Bradley N. Opdyke, Bruce H. Wilkinson, Kyger C. Lohmann, R. Kevin Given

Numerous recent studies have documented secular variations in the isotopic (18O, 13C, 34S, Sr87/86) composition of Phanerozoic marine carbonate and first-order changes in the position of global sea level. These changes, in combination with suggested relations of sea floor spreading rates and ridge thermal histories with the composition of sea water, strongly implicate changes in other oceanic chemical parameters through the Phanerozoic. In order to evaluate secular trends in the initial trace element composition of inorganic marine carbonate precipitates, magnesium, manganese, iron, and stable isotopic compositions were determined for marine calcite cement from the Upper Devonian reef complex in the anning basin of Western Australia.

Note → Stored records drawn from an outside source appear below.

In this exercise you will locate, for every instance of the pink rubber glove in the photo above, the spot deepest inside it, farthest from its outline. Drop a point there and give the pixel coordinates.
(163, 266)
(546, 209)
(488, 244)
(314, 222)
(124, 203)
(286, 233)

These cements comprise alternating layers of inclusion-rich fibrous calcite crystals and clear inclusion-free equant crystals. In comparison to fibrous calcites, inclusion-free cement is significantly enriched in 18O (-3.7 ^pmil), 13C (+2.8 ^pmil), and Mg (6 mole %), and is depleted in Fe and Mn. The isotopic and trace elemental composition of fibrous layers reflects increased alternation of inclusion-rich cement with the subsequent incorporation of manganese- and iron-enriched and oxygen- and carbon-depleted diagenetic intergrowth. Manganese plus iron concentrations vary with depleted 13C and 18O values, indicating a coupling of stable-isotope and trace-element chemistry during diagenesis. Extrapolation of these trends toward the marine end member composition yields values identical with those of inclusion-free cement, indicating that the clear calcite yields primary trace-elemental and stable-isotopic compositions for latest Devonian marine calcite cements.

AAPG Search and Discovery Article #91043©1986 AAPG Annual Convention, Atlanta, Georgia, June 15-18, 1986.